Wednesday’s bond market has opened in negative territory, extending late afternoon weakness that erased part of yesterday’s morning gains. The stock markets are fairly flat with the Dow down 4 points and the Nasdaq down 2 points. The bond market is currently down 9/32 (1.86%), which should push this morning’s mortgage rates higher by approximately .125 of a discount point.
This morning has nothing scheduled for release that is expected to influence rates. We likely will be left to look to stocks for bond direction today. If the major stock indexes move noticeably higher or lower, we can expect bonds to move with them. Stocks gains generally equate to bond weakness and higher rates while stock selling makes an improvement to mortgage pricing more likely.

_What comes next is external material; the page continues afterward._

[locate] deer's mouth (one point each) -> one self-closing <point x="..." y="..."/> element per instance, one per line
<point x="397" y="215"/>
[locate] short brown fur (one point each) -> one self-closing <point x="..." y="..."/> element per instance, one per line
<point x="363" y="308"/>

Today does bring us the first of this week’s two Treasury auctions that could potentially affect mortgage rates. That is the 10-year Treasury Note auction, followed by 30-year bonds tomorrow. Results of both sales will be posted at 1:00 PM ET on the sale days. If investor demand was high, we may see bonds rally during afternoon trading as it would hint that investors still have an appetite for longer-term securities. However, weak demand in the sales could lead to selling and an increase in mortgage rates late today and/or tomorrow.

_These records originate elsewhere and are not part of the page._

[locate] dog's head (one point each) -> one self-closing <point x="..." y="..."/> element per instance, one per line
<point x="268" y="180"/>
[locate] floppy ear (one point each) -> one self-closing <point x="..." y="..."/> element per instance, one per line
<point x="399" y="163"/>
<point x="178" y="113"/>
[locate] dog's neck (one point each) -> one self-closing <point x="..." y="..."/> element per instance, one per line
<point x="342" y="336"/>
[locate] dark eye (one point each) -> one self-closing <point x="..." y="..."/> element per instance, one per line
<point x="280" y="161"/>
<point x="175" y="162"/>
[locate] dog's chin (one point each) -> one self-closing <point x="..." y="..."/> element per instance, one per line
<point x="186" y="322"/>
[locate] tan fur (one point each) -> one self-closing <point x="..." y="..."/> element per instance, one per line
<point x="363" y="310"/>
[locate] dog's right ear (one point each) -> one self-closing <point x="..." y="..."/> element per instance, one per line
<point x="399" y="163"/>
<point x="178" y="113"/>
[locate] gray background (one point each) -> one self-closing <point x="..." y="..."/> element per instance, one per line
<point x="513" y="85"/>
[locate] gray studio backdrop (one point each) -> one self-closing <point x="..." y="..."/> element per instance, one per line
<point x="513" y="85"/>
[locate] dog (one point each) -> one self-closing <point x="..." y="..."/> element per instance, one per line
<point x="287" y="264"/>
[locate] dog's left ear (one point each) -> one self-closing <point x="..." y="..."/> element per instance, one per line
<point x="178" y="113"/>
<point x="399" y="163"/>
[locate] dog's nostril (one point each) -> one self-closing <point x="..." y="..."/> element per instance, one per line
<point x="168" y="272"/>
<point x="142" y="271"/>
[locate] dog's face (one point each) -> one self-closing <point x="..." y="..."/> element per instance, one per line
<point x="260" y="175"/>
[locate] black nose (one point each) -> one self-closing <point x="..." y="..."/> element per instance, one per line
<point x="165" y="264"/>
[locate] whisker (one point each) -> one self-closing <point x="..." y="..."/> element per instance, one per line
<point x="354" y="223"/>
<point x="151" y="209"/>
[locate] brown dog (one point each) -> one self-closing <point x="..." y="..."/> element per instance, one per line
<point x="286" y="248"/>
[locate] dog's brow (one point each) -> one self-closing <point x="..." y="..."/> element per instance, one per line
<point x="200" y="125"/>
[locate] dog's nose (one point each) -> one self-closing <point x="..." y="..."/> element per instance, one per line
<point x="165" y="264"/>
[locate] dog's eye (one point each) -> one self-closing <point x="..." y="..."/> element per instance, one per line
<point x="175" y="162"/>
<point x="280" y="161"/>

Tomorrow also has last week’s unemployment update at 8:30 AM ET. It is expected to say that 275,000 new claims for unemployment benefits were filed last week, down a little from the previous week’s 278,000. Ideally, we want to see a large increase in initial claims because rising claims indicate a weakening employment sector. Since this report is only a weekly snapshot of the sector, it usually takes a wide variance from expectations for it to have an impact on mortgage rates. However, with no other data being posted this week, we may see a slightly bigger reaction than we usually do.